After you see the breakdown
If the damage is unacceptable, consider waiting — often a 12-month delay advances a conversion past its five-year clock or advances you past 59½, either of which can eliminate most of the exposure. If you need the money now, the tool's "use an exception" panel shows whether any §72(t) exception applies to your situation.
The Withdrawal Rules pillar covers the ordering rules and each exception in full.
Worked example: $30K emergency withdrawal at age 55
Carlos, 55, faces an unexpected medical-and-legal bill of $30,000 he can't cover from outside savings. He has $180,000 in his Roth IRA, built from $90,000 in lifetime contributions (since 2002), $30,000 converted in 2022, and $60,000 of earnings. He's under 59½, and the Roth has been open 23 years so the first-contribution clock is long complete.
The explainer stacks the $30,000 withdrawal into Roth's ordering layers. The first $30,000 comes out of his $90,000 of lifetime contributions — that layer is always tax-free and always penalty-free, regardless of age. He can withdraw the full $30,000 without touching any earnings or conversion tranches. Tax cost: $0. Penalty: $0. Net to Carlos: $30,000.
Had he needed $100,000 instead, the stack would be more interesting. The first $90,000 comes from contributions (tax-free, penalty-free). The next $10,000 comes from his 2022 conversion. Because that conversion is three years old (not yet five), the 10 % penalty applies to the pre-tax portion of the conversion (which was roughly $7,000 of the $10,000 taken, assuming the 2022 conversion was 70 % pre-tax). Penalty: $700. Tax: $0 on the conversion principal itself.

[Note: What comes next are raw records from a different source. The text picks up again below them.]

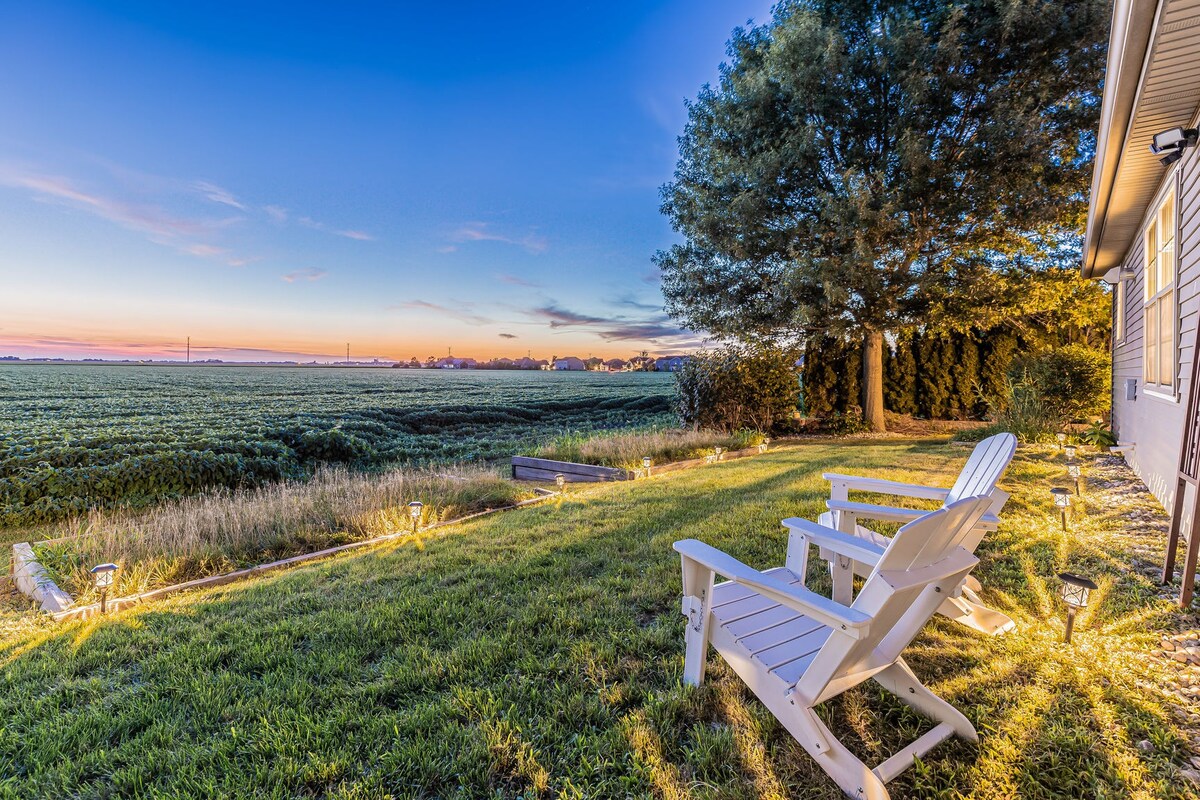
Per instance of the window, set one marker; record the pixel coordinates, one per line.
(1158, 337)
(1119, 300)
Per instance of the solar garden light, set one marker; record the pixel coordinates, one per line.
(1074, 594)
(1077, 473)
(102, 573)
(1062, 500)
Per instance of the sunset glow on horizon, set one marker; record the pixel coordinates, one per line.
(279, 182)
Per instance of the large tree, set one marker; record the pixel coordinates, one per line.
(862, 163)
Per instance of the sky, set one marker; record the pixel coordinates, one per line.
(277, 180)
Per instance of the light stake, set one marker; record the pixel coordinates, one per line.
(103, 573)
(1075, 473)
(1074, 594)
(1062, 500)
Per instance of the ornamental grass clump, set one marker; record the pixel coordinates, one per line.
(227, 530)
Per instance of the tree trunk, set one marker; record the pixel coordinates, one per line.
(873, 382)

Had he needed $200,000, the stack would reach earnings. After exhausting $90,000 contributions and $30,000 conversion principal, the remaining $80,000 is earnings — and under-59½ earnings distributions are both taxable and subject to the 10 % penalty (unless a §72(t) exception applies). Tax at his 22 % bracket: $17,600. Penalty: $8,000. Total cost to access the last $80,000: $25,600, or 32 % of the amount withdrawn.
The lesson from the stack: small-to-moderate Roth withdrawals by under-59½ owners are usually much cleaner than first feared, because contributions come out first and are always clean. Large withdrawals that reach conversion or earnings layers get expensive quickly. The explainer makes the layers explicit so users know exactly where in the stack they're drawing and what the cost is.